Short-term antiinflammatory treatment may reduce airway hyperresponsiveness

By Laura Cowen, medwireNews Reporter

Short-term treatment with budesonide and montelukast may decrease airway hyperresponsiveness to exercise and mannitol challenge in children and adolescents with exercise-induced bronchoconstriction, Swiss study data show.

The study included 26 individuals with an average age of 13.5 years who were undergoing a structured multimodal treatment programme, including physical training and medical treatment, for their asthma at a clinic in the Swiss Alps.

Fourteen of the 26 participants, who all had exercise-induced bronchoconstriction, had a positive response to the exercise challenge test (ECT) and therefore began treatment with budesonide 400 µg daily.

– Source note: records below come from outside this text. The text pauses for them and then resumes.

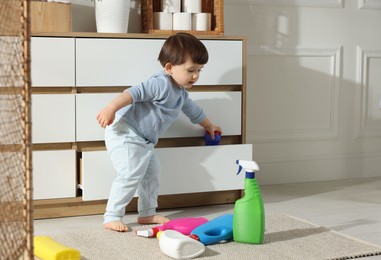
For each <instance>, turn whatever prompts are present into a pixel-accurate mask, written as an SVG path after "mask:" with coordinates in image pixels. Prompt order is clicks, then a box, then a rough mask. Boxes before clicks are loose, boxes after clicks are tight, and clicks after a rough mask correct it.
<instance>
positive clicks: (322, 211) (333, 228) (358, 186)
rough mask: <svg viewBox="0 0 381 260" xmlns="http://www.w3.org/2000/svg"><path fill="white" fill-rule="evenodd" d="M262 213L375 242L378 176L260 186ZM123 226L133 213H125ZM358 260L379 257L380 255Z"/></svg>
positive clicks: (175, 211) (134, 218)
mask: <svg viewBox="0 0 381 260" xmlns="http://www.w3.org/2000/svg"><path fill="white" fill-rule="evenodd" d="M261 191H262V197H263V200H264V203H265V210H266V214H289V215H292V216H294V217H298V218H301V219H304V220H307V221H309V222H311V223H314V224H316V225H321V226H325V227H327V228H331V229H333V230H336V231H338V232H340V233H343V234H347V235H350V236H352V237H356V238H358V239H361V240H364V241H367V242H370V243H373V244H376V245H379V246H381V177H380V178H366V179H351V180H345V181H326V182H311V183H299V184H283V185H263V186H261ZM233 206H234V205H233V204H227V205H216V206H208V207H193V208H181V209H172V210H165V211H160V214H162V215H165V216H168V217H169V218H178V217H191V216H204V217H206V218H209V219H211V218H214V217H216V216H219V215H222V214H226V213H232V211H233ZM124 221H125V222H126V223H127V224H134V223H136V214H127V215H126V216H125V218H124ZM101 223H102V216H101V215H94V216H84V217H70V218H56V219H45V220H35V221H34V231H35V235H41V234H44V233H50V232H60V231H66V232H68V231H75V230H80V229H81V230H92V229H99V228H100V227H101ZM361 259H372V260H375V259H381V256H375V257H367V258H361Z"/></svg>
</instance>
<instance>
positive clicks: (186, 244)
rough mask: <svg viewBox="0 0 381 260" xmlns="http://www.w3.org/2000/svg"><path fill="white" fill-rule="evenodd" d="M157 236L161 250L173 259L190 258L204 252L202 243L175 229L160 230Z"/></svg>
mask: <svg viewBox="0 0 381 260" xmlns="http://www.w3.org/2000/svg"><path fill="white" fill-rule="evenodd" d="M157 238H158V239H159V246H160V249H161V251H162V252H163V253H164V254H166V255H167V256H169V257H172V258H174V259H190V258H194V257H197V256H199V255H201V254H202V253H204V252H205V246H204V244H202V243H201V242H199V241H197V240H195V239H193V238H190V237H188V236H186V235H183V234H181V233H180V232H178V231H175V230H165V231H160V232H159V233H158V234H157Z"/></svg>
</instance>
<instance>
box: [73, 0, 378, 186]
mask: <svg viewBox="0 0 381 260" xmlns="http://www.w3.org/2000/svg"><path fill="white" fill-rule="evenodd" d="M72 2H73V29H74V31H95V18H94V15H93V11H94V9H93V3H92V2H91V1H90V0H73V1H72ZM224 2H225V4H224V11H225V34H226V35H246V36H247V40H248V50H247V86H248V97H247V102H248V104H247V134H248V136H247V141H248V142H249V143H253V144H254V159H255V160H256V161H257V162H258V163H259V165H260V167H261V171H260V174H258V178H259V179H260V181H261V183H263V184H270V183H288V182H304V181H315V180H334V179H346V178H357V177H372V176H381V110H380V109H379V102H380V99H381V73H380V72H381V33H380V29H379V26H380V24H381V1H379V0H347V1H344V0H225V1H224ZM132 6H133V7H132V9H133V11H132V14H131V15H130V25H129V32H139V30H140V17H139V1H138V0H136V1H133V5H132ZM84 14H85V15H84Z"/></svg>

Of these 14, seven also had a positive mannitol challenge test (MCT) on day 0.

On day 7, the ECT and MCT were repeated and montelukast was added to budesonide treatment for all 14 participants. A final ECT and MCT took place on day 14.

Jörg Leuppi (University of Basel) and co-authors of the study report that after 7 days of budesonide treatment, 10 of the 14 individuals had become unresponsive to the ECT, while one of the seven participants with a positive MCT at baseline was unresponsive to this test. Another participant initially unresponsive to the MCT was positive on day 7.

By day 14, three of the four participants with a positive ECT on day 7 had become unresponsive and another, who was unresponsive on day 7, had become responsive again. In addition, five of the seven individuals responsive to MCT on day 7 were unresponsive by day 14.

The researchers calculated that the maximum fall in forced expiratory volume in 1 second (FEV1) after the ECT decreased significantly during the study, from a median of 21.7% on day 0 to 11.9% on day 7 and 6.7% on day 14.

There was also a trend towards decreased reactivity in the MCT with the median response–dose ratio falling from 0.0036% per mg on day 0 to 0.0021% per mg and 0.0013% per mg on days 7 and 14 respectively.

However, Leuppi et al point out that the intervention period was relatively short, and it is “quite likely that ongoing treatment with budesonide and montelukast could have further decreased the [patients’] sensitivity in the MCT.”

The team also notes in BMC Pediatrics that their study design meant that they were unable to determine whether the decreased airway hyperresponsiveness was due to the pharmacological treatment alone or a combination of that and the structured exercise program that all participants took part in.